The month had passed without any problems. We went to school, we did the chores we could do, we listened to sermons, we did the Meditation and we did our best not to stand out at all. Mom and Dad did their jobs. We tried to act both positive and remorseful at the thought that we would be reentering the Cycle again soon. Our health continued to worsen, and our main fear was that we’d die before we could escape.
We should have been more afraid of Mana-ma.
The morning the supply ship was due to come, we’d gone into the forest to hide near where it would land. It was slow going—we had trouble walking and had to use canes, stopping to rest every few steps. We left before most of the Hearth was awake and kept under cover of the trees, hoping that nobody would see us. We didn’t bring anything with us except a bit of food—no clothes, no trinkets, no journals.
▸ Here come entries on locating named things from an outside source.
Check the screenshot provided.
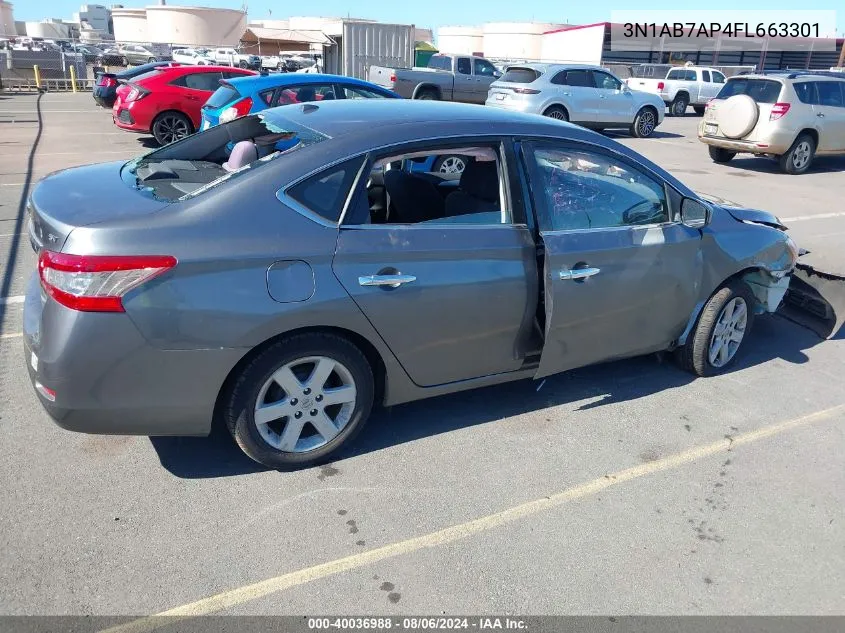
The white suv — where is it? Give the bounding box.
[698,71,845,174]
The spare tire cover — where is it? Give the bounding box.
[716,95,760,138]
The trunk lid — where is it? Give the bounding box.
[27,161,167,252]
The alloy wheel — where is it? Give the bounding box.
[707,297,748,368]
[638,110,654,136]
[254,356,357,453]
[155,116,190,145]
[792,141,811,170]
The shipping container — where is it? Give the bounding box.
[324,20,416,79]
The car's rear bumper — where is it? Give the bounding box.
[23,275,245,435]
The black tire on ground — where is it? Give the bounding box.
[669,94,689,116]
[222,333,375,470]
[543,106,569,121]
[778,134,816,175]
[630,107,657,138]
[707,145,736,163]
[675,280,754,376]
[150,110,194,145]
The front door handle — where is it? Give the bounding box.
[560,268,601,281]
[358,275,417,288]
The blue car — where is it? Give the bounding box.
[200,73,401,130]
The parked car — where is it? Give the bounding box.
[487,64,665,137]
[112,66,256,145]
[172,48,217,66]
[367,54,502,103]
[93,62,179,108]
[625,66,725,116]
[201,74,401,130]
[210,48,261,70]
[698,70,845,174]
[23,99,798,468]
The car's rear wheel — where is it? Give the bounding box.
[151,112,194,145]
[631,108,657,138]
[707,145,736,163]
[543,106,569,121]
[676,281,754,376]
[224,333,374,470]
[669,94,689,116]
[779,134,816,174]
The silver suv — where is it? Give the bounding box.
[486,64,666,137]
[698,71,845,174]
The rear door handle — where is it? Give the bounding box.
[560,268,601,281]
[358,275,417,288]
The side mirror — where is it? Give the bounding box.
[681,198,713,229]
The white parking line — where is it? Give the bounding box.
[781,211,845,222]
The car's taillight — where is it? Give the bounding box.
[220,97,252,123]
[123,84,150,101]
[769,103,792,121]
[38,251,176,312]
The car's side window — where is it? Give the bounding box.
[344,144,511,226]
[285,156,364,223]
[593,70,622,90]
[529,143,670,231]
[813,81,845,108]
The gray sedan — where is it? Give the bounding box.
[487,64,666,137]
[24,99,797,468]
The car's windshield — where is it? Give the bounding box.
[716,77,781,103]
[121,114,328,202]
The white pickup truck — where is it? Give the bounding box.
[625,66,725,116]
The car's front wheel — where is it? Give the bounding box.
[150,112,194,145]
[224,333,374,470]
[631,108,657,138]
[676,281,754,376]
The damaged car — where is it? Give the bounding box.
[24,99,816,469]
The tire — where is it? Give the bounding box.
[543,106,569,121]
[431,154,467,174]
[669,94,689,116]
[707,145,736,163]
[223,334,375,470]
[631,108,657,138]
[150,110,194,145]
[778,134,816,175]
[675,281,754,376]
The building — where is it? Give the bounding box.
[0,0,18,37]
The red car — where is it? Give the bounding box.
[112,66,258,145]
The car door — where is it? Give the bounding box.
[593,70,635,125]
[322,138,539,387]
[551,68,600,125]
[472,57,499,103]
[523,140,702,378]
[452,57,475,103]
[813,80,845,152]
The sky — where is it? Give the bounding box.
[10,0,845,37]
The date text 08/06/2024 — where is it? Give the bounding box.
[622,22,820,39]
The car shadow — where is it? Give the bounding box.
[150,316,820,479]
[724,155,845,173]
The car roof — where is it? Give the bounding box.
[226,73,385,90]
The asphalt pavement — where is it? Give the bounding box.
[0,94,845,615]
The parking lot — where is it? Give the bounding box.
[0,93,845,615]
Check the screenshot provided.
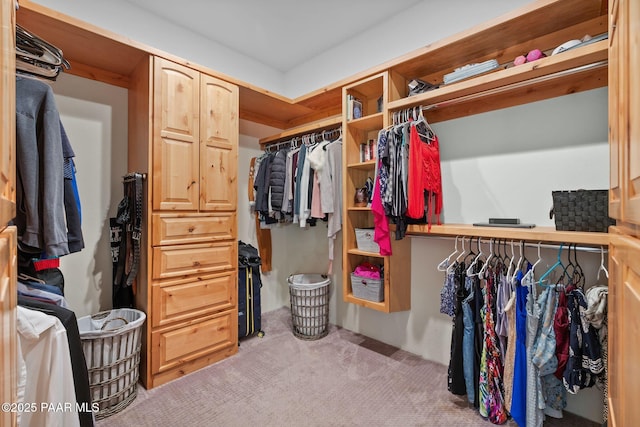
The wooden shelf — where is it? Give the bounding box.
[407,224,609,246]
[347,113,384,130]
[347,249,384,258]
[347,159,376,170]
[344,293,389,313]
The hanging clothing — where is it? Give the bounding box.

I think that hurt Taema more than me. She wanted to bring at least one book. I decided then and there that if we survived and got jobs in San Francisco, I’d buy her all the books I could with my first pay-check.
We waited there in the shade all morning, eating the snacks Mom and Dad had packed us. We wouldn’t have long once Dad gave the signal.
“Are Mom and Dad going to get into trouble if Mana-ma realizes they helped us?” Taema asked. She hadn’t asked the question before, though it must have been on her mind as much as mine.
“Probably, but it shouldn’t be too bad. Mana-ma loves them, and maybe she won’t find out. Maybe they’ll think we went off to die in the woods and then animals ate us.”
“That’s gross, Tila.”
“What? I’d rather be eaten by a fox or a bear then buried in the ground and then eaten by worms. You’re going to be eaten either way.”
I was trying to distract her, though I wasn’t doing a very good job. I thought Mom and Dad would get in big trouble if Mana-ma found out they helped us escape. I didn’t think their lives would be in danger or anything, though. I didn’t know the full story of Mia and her lost lover back then. If I had, I might have been too scared to risk Mom and Dad by running away.
Even to save our lives.
“Maybe we shouldn’t do this,” Taema says. “I … can’t help feeling it’s wrong. That out there we’ll lose ourselves.”
I pressed my cheek against hers, then reached around and stroked her hair. “If we stay, we die. I don’t want you to die.”
Her breath hitched. “I don’t want you to die, either. Maybe it’s better to be damned by Impure things than be dead.”
I shook my head, pushing down my anger that, despite everything, she could still believe in the tenets of the Hearth.
The ship came down, all silver and chrome and the blue fire of its engines. It was so different from anything in the Hearth. So smooth and sleek and futuristic. I remember thinking how strange it would be to be surrounded by a world where everything looked so flawless like that.
The hatch opened and the worker drones went about their business like ants, crawling out of the belly of the beast, lugging crates to be set onto the grass. Once the ship left, the people from the Hearth would slink down the hill and take their essential supplies back to the buildings, trying to have as little contact with the Impure as possible.
“So fucking hypocritical,” I said out loud.
“What is?”
“All that bullshit about the Impure. Yet they still take regular orders of things they can’t make. Never really thought about it before. The Hearth has plenty of Impure stuff that we all use. Light bulbs. Some of the cleaning stuff. Metalwork. We can’t make a lot of that here. It’s all over, but we pretend we’re all Pure and untouched by the outside world. So stupid.”
A pause, and then: “Yeah. It is.” It was the first time she had really agreed with me out loud. Usually when I ranted about the evils of the Hearth she stayed pretty quiet, tacitly agreeing but not really saying anything out loud that could be considered anti-Hearth. It had always annoyed me. Now, she sounded so sad that I felt guilty for all my ranting. I also felt justified.